HIPAA For MSPs by David Sims Medical Device Security
00:00:00 00:00:00

There has been a lot of news and industry discussions about Medical Device security. Medical Devices are just like a computer, so they also need security to protect the information on them.

How Real Is The Threat To Patients?

In 2001, a Medtronic insulin pump was hacked by a cybersecurity researcher and remote control of the device was gained. Similarly, security experts proved that they can cause some medication pumps to deliver fatal insulin doses from up to 300 feet away.

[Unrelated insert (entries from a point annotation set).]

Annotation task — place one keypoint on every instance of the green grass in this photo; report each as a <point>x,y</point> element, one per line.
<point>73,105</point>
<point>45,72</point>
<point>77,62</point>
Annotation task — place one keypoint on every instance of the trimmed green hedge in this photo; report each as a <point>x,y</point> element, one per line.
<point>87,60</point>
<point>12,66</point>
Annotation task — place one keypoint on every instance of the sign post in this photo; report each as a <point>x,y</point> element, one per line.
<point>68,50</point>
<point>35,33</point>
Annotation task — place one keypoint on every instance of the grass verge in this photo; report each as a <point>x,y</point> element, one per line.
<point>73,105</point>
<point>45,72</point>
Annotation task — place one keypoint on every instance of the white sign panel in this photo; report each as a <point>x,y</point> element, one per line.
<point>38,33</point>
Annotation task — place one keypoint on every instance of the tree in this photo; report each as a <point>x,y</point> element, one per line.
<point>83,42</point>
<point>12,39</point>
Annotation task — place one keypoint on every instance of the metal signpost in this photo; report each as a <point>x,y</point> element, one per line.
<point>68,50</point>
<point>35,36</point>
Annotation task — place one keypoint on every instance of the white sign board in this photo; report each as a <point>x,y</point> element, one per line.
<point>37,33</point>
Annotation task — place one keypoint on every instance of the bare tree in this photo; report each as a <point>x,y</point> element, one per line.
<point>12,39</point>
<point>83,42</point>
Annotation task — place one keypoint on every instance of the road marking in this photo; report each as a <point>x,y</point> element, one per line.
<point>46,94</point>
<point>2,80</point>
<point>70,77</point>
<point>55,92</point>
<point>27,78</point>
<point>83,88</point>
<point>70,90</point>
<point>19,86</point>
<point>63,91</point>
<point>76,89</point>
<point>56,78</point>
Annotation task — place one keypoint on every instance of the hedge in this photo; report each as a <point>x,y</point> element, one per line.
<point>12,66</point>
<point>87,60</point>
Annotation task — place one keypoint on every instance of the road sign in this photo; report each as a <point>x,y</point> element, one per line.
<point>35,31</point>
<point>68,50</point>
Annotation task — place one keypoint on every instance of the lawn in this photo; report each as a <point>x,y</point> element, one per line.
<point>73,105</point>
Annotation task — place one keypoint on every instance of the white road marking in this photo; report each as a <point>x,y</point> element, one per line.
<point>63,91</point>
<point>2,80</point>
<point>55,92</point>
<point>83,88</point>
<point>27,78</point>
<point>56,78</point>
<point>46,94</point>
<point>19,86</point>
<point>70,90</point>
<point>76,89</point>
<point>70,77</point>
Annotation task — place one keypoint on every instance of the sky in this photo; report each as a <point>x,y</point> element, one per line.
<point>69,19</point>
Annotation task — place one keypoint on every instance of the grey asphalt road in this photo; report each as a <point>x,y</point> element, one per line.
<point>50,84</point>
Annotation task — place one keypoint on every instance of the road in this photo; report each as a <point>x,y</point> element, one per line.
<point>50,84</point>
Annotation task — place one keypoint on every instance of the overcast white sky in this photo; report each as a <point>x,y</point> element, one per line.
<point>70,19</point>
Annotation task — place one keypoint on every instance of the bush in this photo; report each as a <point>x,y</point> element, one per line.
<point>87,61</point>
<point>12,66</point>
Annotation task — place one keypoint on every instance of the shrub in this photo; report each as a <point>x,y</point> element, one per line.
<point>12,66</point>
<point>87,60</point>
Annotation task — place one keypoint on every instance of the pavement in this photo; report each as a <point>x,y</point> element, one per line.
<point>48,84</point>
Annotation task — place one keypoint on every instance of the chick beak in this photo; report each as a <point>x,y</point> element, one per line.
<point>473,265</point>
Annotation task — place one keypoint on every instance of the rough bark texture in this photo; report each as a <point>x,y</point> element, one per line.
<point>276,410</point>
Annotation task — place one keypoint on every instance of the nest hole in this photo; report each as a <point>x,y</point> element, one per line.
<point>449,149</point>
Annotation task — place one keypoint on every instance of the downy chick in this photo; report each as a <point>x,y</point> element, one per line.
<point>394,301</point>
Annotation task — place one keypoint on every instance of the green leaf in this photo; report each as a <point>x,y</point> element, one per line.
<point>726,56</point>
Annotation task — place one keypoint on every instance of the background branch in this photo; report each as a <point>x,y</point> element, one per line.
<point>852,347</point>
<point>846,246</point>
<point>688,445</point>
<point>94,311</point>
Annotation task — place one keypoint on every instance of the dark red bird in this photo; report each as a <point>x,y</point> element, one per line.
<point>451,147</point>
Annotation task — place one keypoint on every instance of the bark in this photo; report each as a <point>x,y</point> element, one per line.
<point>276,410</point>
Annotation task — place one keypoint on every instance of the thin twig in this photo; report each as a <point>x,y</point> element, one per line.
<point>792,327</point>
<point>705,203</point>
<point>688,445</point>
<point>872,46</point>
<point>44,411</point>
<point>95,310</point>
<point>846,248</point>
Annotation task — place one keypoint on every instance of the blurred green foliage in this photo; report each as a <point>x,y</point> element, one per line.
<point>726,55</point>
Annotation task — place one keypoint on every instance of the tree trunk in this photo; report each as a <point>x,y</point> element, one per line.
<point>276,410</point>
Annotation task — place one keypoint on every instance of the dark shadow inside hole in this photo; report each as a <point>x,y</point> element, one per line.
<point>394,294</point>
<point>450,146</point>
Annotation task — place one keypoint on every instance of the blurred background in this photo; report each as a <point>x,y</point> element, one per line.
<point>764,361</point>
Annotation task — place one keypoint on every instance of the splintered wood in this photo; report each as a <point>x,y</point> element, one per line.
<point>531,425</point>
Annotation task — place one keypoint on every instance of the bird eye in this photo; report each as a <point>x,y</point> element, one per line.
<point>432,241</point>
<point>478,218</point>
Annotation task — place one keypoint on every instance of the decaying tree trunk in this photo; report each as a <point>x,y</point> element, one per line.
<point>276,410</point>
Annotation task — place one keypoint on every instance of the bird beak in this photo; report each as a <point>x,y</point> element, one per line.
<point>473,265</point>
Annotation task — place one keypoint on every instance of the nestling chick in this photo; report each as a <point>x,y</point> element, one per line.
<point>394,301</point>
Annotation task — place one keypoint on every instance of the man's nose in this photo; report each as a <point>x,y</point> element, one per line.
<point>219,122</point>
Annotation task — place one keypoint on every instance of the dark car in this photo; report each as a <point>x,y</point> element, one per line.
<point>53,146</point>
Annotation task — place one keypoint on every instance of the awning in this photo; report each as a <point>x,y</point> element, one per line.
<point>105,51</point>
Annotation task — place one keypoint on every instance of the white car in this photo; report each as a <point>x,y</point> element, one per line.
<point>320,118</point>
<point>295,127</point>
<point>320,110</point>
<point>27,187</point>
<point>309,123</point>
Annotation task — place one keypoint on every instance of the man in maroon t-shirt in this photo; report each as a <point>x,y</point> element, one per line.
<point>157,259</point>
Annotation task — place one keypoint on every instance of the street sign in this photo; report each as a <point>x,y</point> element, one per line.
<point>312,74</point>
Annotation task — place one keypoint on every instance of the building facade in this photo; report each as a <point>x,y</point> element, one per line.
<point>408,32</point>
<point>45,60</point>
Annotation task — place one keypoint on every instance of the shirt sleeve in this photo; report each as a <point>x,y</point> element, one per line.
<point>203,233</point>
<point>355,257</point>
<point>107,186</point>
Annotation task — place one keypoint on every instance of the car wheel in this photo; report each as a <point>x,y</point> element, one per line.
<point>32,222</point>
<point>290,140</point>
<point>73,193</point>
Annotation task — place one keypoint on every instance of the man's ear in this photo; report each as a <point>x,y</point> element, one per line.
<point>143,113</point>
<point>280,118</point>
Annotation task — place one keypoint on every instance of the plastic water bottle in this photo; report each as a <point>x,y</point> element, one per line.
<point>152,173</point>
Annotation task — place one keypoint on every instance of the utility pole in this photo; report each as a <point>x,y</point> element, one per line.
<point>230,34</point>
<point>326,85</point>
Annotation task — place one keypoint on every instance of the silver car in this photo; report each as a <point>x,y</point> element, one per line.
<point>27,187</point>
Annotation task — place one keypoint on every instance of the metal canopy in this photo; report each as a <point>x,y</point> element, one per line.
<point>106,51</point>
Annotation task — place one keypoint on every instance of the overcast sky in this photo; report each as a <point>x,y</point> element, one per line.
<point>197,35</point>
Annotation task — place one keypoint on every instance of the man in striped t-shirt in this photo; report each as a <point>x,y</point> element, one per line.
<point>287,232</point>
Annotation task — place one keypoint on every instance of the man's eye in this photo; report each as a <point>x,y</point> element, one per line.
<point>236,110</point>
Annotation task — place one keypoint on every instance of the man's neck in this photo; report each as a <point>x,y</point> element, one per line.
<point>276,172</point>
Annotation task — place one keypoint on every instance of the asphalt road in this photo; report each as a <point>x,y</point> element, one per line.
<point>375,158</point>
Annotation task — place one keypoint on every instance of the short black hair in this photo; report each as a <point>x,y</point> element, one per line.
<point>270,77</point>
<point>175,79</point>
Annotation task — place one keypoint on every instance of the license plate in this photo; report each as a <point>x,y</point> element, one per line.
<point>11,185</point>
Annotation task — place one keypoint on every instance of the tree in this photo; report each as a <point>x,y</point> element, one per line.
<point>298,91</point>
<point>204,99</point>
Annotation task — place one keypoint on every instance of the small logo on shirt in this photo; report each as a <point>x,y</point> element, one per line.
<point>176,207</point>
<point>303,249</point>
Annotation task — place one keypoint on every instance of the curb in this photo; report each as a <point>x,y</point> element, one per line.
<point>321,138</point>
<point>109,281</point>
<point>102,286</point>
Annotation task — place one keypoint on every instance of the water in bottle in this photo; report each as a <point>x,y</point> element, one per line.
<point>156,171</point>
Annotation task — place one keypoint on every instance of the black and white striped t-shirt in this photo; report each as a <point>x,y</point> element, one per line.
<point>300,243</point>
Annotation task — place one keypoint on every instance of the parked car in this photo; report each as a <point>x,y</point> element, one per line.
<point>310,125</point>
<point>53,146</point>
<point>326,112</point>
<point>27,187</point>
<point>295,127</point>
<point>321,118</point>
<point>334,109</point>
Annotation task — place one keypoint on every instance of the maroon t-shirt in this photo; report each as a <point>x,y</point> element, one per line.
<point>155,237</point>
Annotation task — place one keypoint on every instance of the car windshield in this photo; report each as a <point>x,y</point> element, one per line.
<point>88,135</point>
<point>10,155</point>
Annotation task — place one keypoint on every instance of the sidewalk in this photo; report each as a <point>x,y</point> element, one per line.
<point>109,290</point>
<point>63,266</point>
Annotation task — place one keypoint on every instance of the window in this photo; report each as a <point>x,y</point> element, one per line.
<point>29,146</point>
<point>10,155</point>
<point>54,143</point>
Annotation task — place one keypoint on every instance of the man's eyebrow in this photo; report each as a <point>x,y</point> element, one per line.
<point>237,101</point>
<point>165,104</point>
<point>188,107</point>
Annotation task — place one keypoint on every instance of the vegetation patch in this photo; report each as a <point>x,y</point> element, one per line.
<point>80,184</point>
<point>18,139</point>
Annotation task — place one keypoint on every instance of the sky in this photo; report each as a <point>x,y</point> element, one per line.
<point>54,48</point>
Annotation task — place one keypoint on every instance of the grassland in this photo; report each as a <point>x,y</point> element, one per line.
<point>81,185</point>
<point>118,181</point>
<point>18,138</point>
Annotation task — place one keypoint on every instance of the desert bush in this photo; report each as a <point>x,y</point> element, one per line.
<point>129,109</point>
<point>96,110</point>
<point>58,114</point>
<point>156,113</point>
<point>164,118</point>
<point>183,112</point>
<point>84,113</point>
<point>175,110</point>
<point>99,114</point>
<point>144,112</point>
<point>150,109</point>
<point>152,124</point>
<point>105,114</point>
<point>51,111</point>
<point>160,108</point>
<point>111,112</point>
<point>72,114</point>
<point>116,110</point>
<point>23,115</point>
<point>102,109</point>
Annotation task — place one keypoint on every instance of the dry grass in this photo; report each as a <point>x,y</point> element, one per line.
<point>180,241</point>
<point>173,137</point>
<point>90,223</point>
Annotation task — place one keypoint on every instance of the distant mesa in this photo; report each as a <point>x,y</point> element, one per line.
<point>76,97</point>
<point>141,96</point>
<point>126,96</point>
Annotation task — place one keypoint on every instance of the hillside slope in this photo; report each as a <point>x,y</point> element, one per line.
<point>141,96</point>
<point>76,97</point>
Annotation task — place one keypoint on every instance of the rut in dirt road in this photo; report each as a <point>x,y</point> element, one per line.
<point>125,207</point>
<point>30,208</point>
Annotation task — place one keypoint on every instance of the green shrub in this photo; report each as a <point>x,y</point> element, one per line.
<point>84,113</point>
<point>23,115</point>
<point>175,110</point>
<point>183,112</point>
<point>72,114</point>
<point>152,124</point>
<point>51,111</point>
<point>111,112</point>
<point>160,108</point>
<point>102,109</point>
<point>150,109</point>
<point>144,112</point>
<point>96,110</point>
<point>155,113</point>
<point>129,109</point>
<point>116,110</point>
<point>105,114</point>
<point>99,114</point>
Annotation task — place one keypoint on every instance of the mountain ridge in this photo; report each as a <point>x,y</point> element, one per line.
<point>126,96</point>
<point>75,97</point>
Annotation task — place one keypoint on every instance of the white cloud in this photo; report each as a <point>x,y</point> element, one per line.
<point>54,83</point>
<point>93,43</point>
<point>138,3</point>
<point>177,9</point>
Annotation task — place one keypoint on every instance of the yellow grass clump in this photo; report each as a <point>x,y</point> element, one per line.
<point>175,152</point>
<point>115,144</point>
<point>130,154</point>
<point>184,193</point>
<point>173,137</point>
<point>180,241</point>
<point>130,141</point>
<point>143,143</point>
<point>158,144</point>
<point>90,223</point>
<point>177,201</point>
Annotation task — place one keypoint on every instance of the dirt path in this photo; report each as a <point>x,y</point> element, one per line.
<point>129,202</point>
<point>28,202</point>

A catheterization lab in New Jersey had to close down temporarily because its computerized devices were infected with malware. In July 2015, both the US Department of Homeland Security and FDA warned hospitals not to use a Hospira Symbiq infusion pump because of a security vulnerability that allows hackers to gain remote control of the system. And John Halamka, MD, CIO at Beth Israel Deaconess Medical Center (BIDMC) in Boston, reported a breach to federal authorities that involved a medical device. As he explained in the account, the breach occurred “when a medical device manufacturer removed our hospital provided security protections in order to update a device from the Internet”.

Infection happened almost immediately

It took about 30 seconds for the unprotected device to become infected and transmit data over the Internet. The Office of Civil Rights adjudicated that it was the manufacturer, not BIDMC, which was responsible for the breach. “We were advised to follow any visiting manufacturer reps around the hospital to ensure that they do not remove hospital provided security protections in the future.”

We see cases with old XP computers running devices for several reasons.

You can’t get rid of the operating system because it is the only way to read x-ray reports on a device. The cost to upgrade to the next release is $20,000. Older devices that still run XP code and have to be replaced because the vendor didn’t come up with a way to upgrade them.

Why does XP matter so much as the reason for these breaches of Medical Device security

XP has been a dead operating system for 2 years. XP was part of an OCR resolution already, when a provider downloaded “sample policies and procedures”, otherwise known as template policies and procedures, and never followed them. Also, unpatched Windows 7 machines are just as bad as XP. You need to stay current with you software patches and updates to ensure your medical device security.

TrapX report, Medical Device Hijacking

TrapX leaders include two military guys, the Israeli Air Force, and US Marines, among other security experts. They specialize in deception technology feeding labs that research cybersecurity threats, and they receive millions in funding from venture firms. They have an attack series that watches how attacks play out on medical devices, coined MedJack (medical device hijack) in their May 2015 report. Now, they have added MedJack.2 which is a further evolution of what they are doing with these devices.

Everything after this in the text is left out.